Patient-specific drugs are a challenge for current manufacturing facilities says an academic who predicts that in the future flexible tech and non-traditional sites will play a greater role.

Like the small-molecule pharmaceutical industry, biopharmaceutical manufacturing is based on volume production. The idea is that using a large, centralized facility to make significant quantities of product minimizes manufacturing costs.

But patient-specific medicines do not fit this model, which is forcing industry to innovate, says Daniel Bracewell, PhD, professor of bioprocess analysis at University College London (UCL).

“Personalized medicine is extremely disruptive to the model of a blockbuster molecule produced in centralized facilities. The ultimate incarnation of personalized therapy is CAR-T cell therapy and we are struggling to establish manufacturing and supply chains to economically deliver on their promise,” he tells GEN.

“It is a trend that is set to continue however as our knowledge of the biology of disease grows. At UCL we have supported by the Engineering and Physical Sciences Research Council (EPSRC) to establish a Hub in the area examining possible manufacturing and supply chain solutions.”

The idea is to develop manufacturing and supply chain models needed for the production of personalized—or targeted therapies. Bioprocess 4.0 technologies will be key to these solutions, Bracewell says.1

“An increase in the diversity of scales and types of products facilities will be required” he continues, adding “therefore the trend that emerged 5 to 10 years ago of designing flexible facilities using ballroom concepts and mobile and where possible disposable equipment will come under strain.

“Using modular construction to design these facilities can further increase flexibility and the ability to respond to these changing needs.”

Patient-specific facilities?

Ultimately, the most effective way of making personalized medicines may be a move away from the manufacturing facility altogether.

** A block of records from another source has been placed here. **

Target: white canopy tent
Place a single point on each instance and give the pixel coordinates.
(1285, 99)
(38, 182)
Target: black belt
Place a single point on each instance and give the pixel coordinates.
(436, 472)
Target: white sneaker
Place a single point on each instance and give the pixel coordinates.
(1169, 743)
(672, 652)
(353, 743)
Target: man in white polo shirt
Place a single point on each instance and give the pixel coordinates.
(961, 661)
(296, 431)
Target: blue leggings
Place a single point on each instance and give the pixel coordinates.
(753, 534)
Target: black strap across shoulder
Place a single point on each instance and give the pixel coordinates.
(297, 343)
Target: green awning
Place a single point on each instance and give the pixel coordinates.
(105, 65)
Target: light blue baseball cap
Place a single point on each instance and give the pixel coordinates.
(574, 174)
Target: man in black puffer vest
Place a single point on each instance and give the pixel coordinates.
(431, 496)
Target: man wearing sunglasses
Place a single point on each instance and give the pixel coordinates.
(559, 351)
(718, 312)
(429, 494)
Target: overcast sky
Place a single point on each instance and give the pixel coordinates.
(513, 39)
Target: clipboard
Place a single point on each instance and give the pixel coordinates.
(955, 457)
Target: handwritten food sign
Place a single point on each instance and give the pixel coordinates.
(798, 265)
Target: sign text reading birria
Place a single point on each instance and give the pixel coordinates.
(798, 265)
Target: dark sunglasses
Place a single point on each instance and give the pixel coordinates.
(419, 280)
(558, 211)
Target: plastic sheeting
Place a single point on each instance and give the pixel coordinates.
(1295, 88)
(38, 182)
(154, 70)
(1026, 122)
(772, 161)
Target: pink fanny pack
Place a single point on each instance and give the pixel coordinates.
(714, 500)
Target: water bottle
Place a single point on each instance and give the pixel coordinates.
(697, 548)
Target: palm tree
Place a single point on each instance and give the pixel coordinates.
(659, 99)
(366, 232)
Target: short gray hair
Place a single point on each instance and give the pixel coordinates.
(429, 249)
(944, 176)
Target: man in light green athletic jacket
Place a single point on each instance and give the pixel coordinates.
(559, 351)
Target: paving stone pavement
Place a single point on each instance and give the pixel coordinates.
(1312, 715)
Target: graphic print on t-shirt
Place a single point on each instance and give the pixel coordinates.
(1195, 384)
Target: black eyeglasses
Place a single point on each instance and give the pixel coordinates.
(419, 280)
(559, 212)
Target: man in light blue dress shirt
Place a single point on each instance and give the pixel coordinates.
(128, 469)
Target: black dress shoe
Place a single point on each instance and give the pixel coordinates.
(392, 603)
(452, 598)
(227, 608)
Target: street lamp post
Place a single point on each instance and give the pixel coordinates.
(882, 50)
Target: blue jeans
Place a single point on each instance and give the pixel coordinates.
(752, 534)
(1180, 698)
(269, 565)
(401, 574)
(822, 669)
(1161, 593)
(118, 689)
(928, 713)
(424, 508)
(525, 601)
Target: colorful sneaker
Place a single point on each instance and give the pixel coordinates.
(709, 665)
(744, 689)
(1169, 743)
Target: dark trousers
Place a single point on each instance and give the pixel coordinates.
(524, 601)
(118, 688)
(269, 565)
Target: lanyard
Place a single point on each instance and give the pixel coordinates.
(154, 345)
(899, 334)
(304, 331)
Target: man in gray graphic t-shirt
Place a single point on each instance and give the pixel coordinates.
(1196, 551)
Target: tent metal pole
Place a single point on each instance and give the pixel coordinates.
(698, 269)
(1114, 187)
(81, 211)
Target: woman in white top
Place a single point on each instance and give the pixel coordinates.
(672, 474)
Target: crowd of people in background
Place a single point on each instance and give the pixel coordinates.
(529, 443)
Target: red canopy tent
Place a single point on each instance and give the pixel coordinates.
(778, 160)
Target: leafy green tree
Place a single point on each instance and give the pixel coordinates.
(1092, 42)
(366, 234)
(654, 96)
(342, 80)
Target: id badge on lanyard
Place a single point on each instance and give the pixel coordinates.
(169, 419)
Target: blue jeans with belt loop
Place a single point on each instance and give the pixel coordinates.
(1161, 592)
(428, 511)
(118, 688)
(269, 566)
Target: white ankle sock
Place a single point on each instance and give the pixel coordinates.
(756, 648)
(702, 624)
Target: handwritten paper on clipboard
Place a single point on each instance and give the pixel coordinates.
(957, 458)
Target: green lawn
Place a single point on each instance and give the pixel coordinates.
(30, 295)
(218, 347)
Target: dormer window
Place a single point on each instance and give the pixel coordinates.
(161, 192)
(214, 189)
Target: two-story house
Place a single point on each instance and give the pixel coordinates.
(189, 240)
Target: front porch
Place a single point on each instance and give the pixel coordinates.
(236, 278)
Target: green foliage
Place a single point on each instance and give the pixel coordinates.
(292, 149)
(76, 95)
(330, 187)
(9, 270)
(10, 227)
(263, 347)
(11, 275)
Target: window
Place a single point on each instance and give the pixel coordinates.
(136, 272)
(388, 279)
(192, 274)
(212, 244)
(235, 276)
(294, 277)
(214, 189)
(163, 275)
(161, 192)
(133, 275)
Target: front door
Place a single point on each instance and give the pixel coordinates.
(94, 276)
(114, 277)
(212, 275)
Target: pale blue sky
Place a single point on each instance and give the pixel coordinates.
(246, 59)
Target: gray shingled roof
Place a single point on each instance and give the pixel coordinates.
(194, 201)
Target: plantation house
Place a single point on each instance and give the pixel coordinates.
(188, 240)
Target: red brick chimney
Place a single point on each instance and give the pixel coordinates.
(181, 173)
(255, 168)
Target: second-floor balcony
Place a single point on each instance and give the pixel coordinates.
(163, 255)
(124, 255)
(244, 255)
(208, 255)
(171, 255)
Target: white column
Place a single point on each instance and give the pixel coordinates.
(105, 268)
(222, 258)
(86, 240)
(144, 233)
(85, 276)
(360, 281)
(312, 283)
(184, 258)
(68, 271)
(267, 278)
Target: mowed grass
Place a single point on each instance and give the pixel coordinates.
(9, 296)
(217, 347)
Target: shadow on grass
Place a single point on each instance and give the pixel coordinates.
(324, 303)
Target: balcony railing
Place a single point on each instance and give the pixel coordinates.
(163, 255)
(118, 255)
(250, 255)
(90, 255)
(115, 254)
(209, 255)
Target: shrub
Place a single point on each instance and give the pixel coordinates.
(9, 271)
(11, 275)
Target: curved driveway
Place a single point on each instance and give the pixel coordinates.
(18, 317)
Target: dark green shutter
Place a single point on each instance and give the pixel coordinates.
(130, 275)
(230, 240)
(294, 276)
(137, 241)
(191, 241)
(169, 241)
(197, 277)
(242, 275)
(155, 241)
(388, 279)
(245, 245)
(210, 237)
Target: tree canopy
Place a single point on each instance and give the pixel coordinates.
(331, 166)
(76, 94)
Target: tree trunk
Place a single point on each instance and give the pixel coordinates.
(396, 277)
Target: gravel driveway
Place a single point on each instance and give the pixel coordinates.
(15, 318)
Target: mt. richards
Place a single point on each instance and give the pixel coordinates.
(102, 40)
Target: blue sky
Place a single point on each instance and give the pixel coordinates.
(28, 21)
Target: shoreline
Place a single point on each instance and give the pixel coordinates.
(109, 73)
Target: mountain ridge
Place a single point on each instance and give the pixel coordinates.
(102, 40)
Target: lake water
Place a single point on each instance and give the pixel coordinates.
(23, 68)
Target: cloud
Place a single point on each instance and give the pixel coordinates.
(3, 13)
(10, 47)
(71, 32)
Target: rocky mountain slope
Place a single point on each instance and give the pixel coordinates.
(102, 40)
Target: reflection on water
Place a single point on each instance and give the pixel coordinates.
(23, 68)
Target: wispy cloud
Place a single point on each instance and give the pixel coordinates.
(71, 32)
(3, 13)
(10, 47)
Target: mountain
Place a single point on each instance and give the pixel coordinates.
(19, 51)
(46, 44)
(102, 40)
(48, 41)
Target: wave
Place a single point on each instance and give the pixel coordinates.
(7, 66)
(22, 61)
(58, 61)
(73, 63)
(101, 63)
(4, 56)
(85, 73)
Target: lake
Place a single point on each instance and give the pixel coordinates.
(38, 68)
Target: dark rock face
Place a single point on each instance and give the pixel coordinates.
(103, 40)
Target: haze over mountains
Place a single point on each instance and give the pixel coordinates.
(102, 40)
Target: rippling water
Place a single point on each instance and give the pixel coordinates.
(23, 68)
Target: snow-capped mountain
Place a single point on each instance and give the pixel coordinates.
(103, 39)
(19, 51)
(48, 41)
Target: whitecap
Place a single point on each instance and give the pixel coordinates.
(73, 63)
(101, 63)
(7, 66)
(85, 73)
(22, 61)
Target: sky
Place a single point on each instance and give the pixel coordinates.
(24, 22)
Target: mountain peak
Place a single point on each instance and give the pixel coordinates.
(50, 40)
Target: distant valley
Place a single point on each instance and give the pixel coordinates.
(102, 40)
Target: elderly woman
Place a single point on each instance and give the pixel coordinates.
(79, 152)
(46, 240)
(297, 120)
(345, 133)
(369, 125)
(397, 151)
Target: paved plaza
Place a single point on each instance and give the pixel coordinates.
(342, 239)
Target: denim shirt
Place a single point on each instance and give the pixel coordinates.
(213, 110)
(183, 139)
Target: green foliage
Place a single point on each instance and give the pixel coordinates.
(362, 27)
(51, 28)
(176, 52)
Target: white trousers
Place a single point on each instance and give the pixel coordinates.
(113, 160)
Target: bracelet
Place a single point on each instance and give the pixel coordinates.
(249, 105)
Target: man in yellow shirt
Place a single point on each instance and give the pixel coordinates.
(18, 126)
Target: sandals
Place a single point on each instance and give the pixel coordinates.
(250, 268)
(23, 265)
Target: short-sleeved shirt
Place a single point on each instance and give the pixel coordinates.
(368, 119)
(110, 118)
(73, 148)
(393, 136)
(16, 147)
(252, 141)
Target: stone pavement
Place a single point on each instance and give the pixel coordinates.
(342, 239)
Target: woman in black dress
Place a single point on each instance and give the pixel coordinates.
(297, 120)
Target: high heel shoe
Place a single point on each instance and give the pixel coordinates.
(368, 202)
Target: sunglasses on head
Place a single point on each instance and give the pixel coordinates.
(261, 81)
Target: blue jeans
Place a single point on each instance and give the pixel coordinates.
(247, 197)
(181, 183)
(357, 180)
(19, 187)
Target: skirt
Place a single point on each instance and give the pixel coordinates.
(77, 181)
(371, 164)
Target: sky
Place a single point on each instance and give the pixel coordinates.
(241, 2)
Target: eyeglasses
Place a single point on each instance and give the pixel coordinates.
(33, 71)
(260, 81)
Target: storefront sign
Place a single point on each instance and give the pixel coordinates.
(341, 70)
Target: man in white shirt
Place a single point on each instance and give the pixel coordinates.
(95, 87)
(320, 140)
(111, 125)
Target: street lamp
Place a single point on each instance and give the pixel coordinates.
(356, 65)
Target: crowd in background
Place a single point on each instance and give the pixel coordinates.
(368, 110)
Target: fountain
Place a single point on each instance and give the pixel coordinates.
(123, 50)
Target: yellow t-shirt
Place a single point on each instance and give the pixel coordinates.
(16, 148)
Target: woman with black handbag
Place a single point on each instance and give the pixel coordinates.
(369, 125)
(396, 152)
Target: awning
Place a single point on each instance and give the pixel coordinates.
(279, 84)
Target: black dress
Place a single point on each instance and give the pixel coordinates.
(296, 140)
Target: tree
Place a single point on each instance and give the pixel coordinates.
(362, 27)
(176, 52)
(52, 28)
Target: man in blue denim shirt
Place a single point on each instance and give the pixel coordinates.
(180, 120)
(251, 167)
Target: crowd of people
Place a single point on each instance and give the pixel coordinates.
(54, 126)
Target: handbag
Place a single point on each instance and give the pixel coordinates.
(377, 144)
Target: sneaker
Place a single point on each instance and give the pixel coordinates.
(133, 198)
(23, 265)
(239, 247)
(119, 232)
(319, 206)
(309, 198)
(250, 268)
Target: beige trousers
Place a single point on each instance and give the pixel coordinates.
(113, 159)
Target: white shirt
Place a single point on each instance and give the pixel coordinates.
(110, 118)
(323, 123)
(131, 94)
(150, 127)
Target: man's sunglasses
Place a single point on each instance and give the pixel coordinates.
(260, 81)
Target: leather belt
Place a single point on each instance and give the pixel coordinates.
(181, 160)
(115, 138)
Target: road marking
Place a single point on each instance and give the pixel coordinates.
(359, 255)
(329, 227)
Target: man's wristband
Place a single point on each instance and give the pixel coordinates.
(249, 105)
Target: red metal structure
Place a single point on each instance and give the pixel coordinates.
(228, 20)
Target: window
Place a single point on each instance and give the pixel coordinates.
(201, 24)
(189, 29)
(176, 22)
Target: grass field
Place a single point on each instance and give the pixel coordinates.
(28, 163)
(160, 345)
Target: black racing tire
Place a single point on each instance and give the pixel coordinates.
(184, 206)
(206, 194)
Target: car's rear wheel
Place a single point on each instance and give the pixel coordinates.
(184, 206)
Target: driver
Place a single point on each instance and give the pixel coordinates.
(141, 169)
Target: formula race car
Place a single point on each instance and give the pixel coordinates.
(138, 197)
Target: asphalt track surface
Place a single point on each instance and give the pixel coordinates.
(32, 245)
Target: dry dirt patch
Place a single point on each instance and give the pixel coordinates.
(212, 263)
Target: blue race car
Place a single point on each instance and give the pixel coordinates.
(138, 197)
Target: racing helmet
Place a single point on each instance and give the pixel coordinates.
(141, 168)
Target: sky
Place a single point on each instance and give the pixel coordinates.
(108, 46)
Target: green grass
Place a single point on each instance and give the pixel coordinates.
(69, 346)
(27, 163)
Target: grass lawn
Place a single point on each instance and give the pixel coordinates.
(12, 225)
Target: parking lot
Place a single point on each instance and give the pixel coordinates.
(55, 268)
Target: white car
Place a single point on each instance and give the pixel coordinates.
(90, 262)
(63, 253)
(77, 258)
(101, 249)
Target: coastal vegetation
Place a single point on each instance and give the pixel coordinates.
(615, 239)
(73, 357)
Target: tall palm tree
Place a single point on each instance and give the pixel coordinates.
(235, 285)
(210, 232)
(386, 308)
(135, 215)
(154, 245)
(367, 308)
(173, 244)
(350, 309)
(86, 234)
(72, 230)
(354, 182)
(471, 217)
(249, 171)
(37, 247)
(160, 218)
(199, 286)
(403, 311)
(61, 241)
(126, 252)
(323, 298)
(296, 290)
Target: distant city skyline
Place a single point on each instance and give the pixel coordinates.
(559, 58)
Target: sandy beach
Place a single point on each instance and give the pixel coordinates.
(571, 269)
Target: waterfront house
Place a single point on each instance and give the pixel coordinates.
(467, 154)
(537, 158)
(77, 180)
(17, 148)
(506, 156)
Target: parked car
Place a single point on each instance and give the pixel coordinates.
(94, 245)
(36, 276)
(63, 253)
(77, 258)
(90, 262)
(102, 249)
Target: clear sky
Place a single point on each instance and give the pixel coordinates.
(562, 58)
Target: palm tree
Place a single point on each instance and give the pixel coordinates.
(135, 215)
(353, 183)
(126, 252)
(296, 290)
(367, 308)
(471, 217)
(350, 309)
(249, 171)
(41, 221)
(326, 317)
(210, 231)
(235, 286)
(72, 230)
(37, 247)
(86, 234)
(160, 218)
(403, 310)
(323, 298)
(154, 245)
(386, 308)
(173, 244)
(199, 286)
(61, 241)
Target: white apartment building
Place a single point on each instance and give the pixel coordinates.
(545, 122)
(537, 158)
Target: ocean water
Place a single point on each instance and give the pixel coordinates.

Bracewell explains that “if as predicted personalized and stratified approaches to medicine lead to the need for a greater array of products, many for a relatively small number of patients, a radically different approach to the manufacture and supply of biological products may be needed.”

“This raises the question whether the manufacturing of medicines could return to pharmacy or ultimately to the bedside.”

Innovation in personalized medicines production is likely to feed into the wider sector according to Bracewell, who adds that single-use technologies geared to smaller volume production have potential application in protein biomanufacturing, particularly in downstream operations.

“In the area of monomer protein products—classically mAbs—a certain level of maturity in terms of downstream processing (DSP) technology has been reached. Though we have not seen same switch to disposable technology we have seen in many areas of upstream processing,” he says.

This is because the cost of an affinity chromatography resin means something of the order of 100 cycles is required to make good on the investment.

“The advent of rapid cycling technology with convective chromatography media looks set to change this meaning those cycles can be achieved in one day rather than months,” says Bracewell. “This means the affinity chromatography resin becomes disposable in the same way upstream bioreactors can be. Hence the long-held goal of disposable based flexible facilities becomes much more readily achieved.”